What if you took the parity of the sum[16:1] and XOR'd it into the sum LSB, then used sum[15:0]?
Wow! That's perfect. I'm watching the log file at the moment and there is already 512M scores for word0 ...
EDIT: A detail, I've actually parity'd all bits, sum[16:0]
EDIT2: Doh! I see that is the same as yours.
If it winds up looking good, then do two iterations and feed the result words, concatenated together as a long, into your analyzer. Actually, that's effectively what is happening, right?
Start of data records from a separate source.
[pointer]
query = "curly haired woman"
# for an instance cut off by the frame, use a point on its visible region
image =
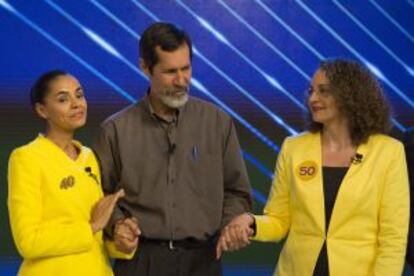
(340, 193)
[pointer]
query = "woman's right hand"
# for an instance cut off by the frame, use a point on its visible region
(102, 211)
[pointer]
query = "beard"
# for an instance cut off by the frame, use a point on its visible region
(172, 98)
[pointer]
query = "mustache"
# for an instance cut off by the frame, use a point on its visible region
(175, 90)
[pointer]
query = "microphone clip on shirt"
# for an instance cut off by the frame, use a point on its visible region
(357, 158)
(88, 170)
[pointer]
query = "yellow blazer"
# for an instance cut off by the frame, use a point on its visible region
(50, 201)
(368, 229)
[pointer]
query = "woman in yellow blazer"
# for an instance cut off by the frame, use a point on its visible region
(56, 205)
(340, 192)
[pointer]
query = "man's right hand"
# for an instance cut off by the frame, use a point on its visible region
(126, 235)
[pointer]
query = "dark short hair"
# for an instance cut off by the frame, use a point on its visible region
(41, 86)
(166, 35)
(358, 96)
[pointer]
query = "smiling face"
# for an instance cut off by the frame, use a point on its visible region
(321, 102)
(170, 77)
(64, 106)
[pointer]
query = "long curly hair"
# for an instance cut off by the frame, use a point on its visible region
(358, 96)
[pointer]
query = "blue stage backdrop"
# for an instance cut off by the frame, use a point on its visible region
(253, 58)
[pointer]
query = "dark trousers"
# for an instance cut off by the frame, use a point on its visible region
(157, 259)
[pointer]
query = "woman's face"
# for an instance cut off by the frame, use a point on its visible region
(320, 100)
(64, 106)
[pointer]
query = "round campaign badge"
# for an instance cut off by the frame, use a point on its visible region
(307, 170)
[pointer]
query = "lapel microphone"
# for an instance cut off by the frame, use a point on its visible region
(357, 158)
(88, 170)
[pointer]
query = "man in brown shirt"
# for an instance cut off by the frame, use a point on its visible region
(179, 161)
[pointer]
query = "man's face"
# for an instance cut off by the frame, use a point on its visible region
(170, 77)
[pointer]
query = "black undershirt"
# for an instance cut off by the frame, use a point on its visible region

If it winds up looking good, then do two iterations and feed the result words, concatenated together as a long, into your analyzer. Actually, that's effectively what is happening, right?
Yep, everything is one long unending string to Practrand.
If XORO32 can be used to produce a high-quality 16-bit result per iteration, then I could enhance the instruction to do TWO iterations, get 16-bit sums from each, and substitute the high-quality 32-bit PRNG result into the next instruction's S value. Meanwhile, the double iteration would be written back to the original D in the XORO32 instruction.
So, do a XORO32 iteration and store the 32-bit state in S. Do another XORO32 iteration, then sum the two states as two parallel 16-bit adds, with the parity jiggery-pokery, to give a 32-bit PRN in D. Is that correct and is there time to do all this?
I'm all for XORO32 doing the summing itself, if possible. We'd need a XORO32 write for the seed and a XORO32 read for the PRN.
I think sum[0] = sum[15:1] parity is so bad because sum[0] is no longer a function of itself!
Okay, I'm struggling to see how those two sentences relate to one another but I've run that and not too surprisingly the byte0 scores are a pretty close match to the word0 scores.
However, that along with many other score tables that have similar confusing column differences that one would expect to not occur due to common use of poor quality bits.
So, either the idea of bit positions being of a given quality for a given calibration is wrong - I doubt it - or PractRand has some glaring deficiencies in detecting problems with certain bit positions.
One thought was maybe it was byte oriented in some fashion given that's how I feed it the data stream. So I swapped Xoroshiro32+p result bit 9 with result bit 1. Both bits are moved by a whole byte. That shouldn't have any impact on PractRand, right? Guess what, it has quite a decent impact ...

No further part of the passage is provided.